By: Sasha Klemawesch, MD
Many people have heard of C-diff. If infected, you could be stuck at home in your bathroom with annoying (but benign) diarrhea, or you may wind up in surgery or the ICU with life threatening complications. And while many people have heard of the disease, few are aware of how difficult it can be to eradicate.
Now get ready for a scary fact. You might have C-diff. Yes, you. In fact, up to 3% of healthy individuals are walking around with it right now, a rate that jumps to 1 in 5 people who’ve been hospitalized ending up colonized with it. Our GI tracts are home to millions of bacteria, up to 1000 different species at any given time. But when a good & balanced mix of microbes exists, they all stay in check and actually promote health by doing jobs like making vitamin K, detoxifying chemicals, and augmenting the immune system.

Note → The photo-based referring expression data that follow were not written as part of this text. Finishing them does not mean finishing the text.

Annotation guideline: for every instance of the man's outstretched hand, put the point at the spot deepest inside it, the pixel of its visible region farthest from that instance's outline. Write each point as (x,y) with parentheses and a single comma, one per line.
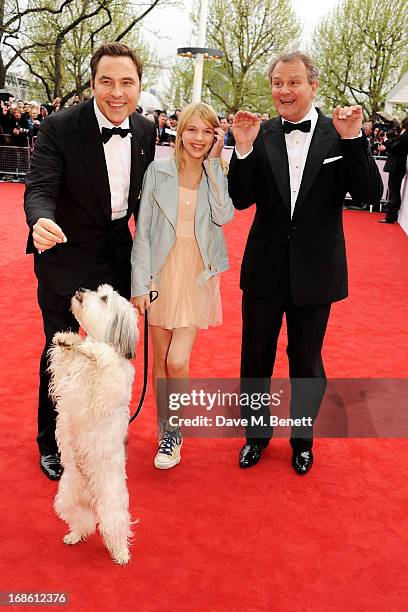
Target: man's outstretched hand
(46,234)
(348,120)
(245,129)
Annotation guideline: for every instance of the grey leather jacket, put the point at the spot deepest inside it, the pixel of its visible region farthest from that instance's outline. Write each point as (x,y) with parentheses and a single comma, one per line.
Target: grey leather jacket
(156,224)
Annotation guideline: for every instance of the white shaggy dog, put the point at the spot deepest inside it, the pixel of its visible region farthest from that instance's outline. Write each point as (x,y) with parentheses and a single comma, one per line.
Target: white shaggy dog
(91,383)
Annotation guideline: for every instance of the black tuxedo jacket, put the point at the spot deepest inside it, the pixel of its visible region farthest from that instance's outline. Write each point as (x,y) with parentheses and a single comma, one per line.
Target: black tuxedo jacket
(313,238)
(68,183)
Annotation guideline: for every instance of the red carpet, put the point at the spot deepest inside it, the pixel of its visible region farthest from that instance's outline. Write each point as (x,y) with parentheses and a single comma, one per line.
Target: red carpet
(212,536)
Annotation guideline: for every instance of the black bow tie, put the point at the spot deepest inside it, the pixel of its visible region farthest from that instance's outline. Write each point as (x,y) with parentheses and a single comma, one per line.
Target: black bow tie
(107,133)
(303,126)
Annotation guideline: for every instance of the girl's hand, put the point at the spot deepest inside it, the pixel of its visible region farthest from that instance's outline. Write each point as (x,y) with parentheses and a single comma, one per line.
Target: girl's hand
(141,303)
(218,145)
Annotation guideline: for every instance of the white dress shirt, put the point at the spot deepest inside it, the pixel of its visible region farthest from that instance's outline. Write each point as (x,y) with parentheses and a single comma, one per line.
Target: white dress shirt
(118,158)
(297,147)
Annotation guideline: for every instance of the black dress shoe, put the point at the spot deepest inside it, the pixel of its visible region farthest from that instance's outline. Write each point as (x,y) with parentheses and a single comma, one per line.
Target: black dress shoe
(250,454)
(302,461)
(51,466)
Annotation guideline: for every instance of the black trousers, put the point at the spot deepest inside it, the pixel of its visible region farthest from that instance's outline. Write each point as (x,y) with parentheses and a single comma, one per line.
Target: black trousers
(306,327)
(394,186)
(57,317)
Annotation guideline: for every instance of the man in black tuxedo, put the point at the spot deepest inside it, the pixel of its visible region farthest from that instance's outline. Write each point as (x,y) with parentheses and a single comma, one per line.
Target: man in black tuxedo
(396,165)
(296,168)
(84,183)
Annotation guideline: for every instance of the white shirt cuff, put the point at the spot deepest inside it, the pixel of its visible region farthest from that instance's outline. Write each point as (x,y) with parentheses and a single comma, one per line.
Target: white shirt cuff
(354,137)
(239,156)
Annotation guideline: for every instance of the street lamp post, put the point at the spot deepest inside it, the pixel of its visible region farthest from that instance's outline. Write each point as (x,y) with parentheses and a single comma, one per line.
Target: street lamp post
(199,60)
(200,53)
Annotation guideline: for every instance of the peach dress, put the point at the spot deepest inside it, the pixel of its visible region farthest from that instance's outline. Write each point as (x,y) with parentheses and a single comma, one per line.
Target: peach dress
(182,302)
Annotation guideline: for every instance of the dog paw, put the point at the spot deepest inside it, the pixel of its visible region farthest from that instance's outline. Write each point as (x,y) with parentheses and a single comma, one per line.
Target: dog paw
(66,340)
(72,538)
(121,557)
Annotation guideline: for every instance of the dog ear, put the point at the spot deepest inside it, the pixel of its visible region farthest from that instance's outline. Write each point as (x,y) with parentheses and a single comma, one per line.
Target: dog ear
(123,333)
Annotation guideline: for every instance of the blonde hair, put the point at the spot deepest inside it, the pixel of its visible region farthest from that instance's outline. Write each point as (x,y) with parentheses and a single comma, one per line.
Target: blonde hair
(194,109)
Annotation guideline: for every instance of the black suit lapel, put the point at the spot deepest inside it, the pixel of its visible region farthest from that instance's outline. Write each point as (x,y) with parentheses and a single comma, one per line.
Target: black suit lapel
(275,146)
(140,154)
(322,140)
(93,156)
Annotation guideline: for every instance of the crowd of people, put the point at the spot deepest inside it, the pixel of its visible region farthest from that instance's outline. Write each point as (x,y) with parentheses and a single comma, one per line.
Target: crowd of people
(20,121)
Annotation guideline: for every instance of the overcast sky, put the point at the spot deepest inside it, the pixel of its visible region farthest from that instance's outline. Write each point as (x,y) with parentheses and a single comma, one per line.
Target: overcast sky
(173,25)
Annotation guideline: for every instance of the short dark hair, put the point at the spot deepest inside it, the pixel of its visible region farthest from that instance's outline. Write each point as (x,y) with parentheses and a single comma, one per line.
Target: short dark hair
(115,50)
(294,56)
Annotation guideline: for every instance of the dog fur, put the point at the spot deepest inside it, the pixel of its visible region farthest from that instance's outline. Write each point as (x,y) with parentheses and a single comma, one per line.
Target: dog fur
(91,383)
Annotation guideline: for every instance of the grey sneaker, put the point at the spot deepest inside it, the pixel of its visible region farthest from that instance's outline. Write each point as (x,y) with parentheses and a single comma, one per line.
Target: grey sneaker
(168,454)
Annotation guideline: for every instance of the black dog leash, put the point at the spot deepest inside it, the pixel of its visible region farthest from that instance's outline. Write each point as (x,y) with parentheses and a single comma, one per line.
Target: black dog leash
(152,297)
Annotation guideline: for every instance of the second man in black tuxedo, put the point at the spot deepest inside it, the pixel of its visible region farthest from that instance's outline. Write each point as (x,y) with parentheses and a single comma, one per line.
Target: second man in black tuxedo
(296,169)
(84,183)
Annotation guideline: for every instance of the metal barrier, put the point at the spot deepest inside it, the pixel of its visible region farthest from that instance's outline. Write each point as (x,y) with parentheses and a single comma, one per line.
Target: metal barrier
(14,161)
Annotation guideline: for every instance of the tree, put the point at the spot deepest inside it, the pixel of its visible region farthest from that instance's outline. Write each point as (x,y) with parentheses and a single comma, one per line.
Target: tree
(13,14)
(360,48)
(249,32)
(57,46)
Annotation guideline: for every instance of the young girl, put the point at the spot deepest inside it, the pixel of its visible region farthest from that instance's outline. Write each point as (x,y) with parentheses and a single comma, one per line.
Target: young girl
(179,249)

They also make sure that “bad” bacteria don’t get out of control and run amok through your bowels.
This is the problem in C-diff; when you are given an antibiotic for something else, say a skin infection, or pneumonia, it doesn’t just target the one culprit bacteria causing that one infection in that one place; it also kills off a multitude of others, including most of the good guys in your gut. When this happens, C-diff becomes the dominant force and starts causing distressing pathology.

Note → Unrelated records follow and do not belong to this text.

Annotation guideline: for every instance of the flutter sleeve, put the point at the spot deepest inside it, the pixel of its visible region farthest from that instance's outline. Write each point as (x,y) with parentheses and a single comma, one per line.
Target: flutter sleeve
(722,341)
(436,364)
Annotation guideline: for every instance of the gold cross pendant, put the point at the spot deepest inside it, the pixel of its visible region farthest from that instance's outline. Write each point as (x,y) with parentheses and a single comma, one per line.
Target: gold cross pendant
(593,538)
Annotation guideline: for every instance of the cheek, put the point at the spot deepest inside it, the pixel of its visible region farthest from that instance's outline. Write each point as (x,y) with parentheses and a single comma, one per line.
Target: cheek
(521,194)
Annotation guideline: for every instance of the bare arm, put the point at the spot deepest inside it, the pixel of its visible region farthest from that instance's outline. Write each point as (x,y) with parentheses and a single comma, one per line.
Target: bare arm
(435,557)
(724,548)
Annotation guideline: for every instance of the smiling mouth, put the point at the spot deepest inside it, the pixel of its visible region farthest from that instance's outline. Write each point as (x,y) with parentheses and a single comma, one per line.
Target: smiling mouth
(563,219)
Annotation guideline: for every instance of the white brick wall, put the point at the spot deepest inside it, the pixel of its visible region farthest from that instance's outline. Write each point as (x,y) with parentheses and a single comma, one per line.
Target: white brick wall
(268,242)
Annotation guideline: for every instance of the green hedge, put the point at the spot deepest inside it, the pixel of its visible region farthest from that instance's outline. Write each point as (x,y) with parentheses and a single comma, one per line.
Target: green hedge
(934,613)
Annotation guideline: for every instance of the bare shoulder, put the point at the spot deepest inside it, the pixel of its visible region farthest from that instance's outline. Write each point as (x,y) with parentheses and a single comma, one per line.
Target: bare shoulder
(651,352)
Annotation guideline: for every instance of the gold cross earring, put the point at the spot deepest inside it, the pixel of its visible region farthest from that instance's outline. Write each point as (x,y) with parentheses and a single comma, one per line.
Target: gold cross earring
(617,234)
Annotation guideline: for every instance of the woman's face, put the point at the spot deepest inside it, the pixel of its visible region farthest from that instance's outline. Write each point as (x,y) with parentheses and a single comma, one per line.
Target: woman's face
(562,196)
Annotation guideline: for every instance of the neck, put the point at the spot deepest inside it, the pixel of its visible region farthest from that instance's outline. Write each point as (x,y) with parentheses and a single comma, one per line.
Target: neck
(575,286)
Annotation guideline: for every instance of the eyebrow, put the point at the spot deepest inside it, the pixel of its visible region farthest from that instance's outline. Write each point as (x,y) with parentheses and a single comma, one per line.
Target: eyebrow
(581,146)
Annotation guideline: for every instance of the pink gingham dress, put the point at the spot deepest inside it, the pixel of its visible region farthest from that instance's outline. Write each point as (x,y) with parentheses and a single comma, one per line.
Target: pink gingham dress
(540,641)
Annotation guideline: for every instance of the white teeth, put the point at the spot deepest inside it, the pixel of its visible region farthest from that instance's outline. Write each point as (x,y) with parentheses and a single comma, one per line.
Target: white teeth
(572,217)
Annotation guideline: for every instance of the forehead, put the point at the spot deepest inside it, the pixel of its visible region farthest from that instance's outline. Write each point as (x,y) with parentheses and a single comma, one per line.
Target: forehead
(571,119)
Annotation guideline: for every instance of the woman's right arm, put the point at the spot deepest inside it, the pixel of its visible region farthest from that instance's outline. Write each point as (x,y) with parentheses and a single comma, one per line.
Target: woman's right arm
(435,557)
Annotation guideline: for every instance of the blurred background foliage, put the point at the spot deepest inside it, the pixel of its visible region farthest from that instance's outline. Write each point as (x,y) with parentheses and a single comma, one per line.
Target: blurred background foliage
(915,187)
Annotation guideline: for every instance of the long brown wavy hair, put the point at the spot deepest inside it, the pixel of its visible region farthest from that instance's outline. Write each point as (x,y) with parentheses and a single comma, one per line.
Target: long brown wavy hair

You may say, “if an antibiotic caused it, why give me another to fix it?” A good point. Especially because the antibiotics we have to treat C-diff are often ineffective, and up to a third of people will end up relapsing even if the initial treatment helped. C-diff is a “spore former” meaning it leaves little hard-shelled spores all over which antibiotics cannot penetrate, so even if the medicine got rid of the active bacteria, the spores are left behind which germinate new bacteria to then resume infecting your gut and releasing their toxins. It is often a vicious cycle, with subsequent relapse increasing your likelihood of another future episode.
By: Sasha Klemawesch, MD
It may sound crazy, but cure rates for FMT (fecal microbiota transplant) are typically over 90% for recurrent cases. What is FMT you ask? Basically, a poop slushy. Sounds gross, but that’s what it is; poop is taken from a healthy donor who has been thoroughly screened for pathogenic bacteria. It is then filtered, mixed with liquid and administered to the recipient patient in one of several ways; either capsule pills, NGT or endoscopy (tube from the top into the stomach/small intestine), colonoscopy (tube up the behind), or an enema. While we only recently adopted it into standard human medical care, vets have been using it for a century. The idea is similar to that behind probiotics; that if you are restoring the natural flora in your GI tract, this in turn regains the upper hand and tamps down the C-diff. It is becoming more and more commonly adopted into practice, especially at large tertiary centers, but perhaps even more exciting is that now that FMT’s benefits in the treatment of C-diff has been proven, there have been a multitude of off-shoot studies and trials investigating its potential role in the future treatments of inflammatory and irritable bowel syndromes, obesity, diabetes, MD, Parkinson’s, atopic conditions, rheumatoid arthritis, autism and depression. And that’s no BS!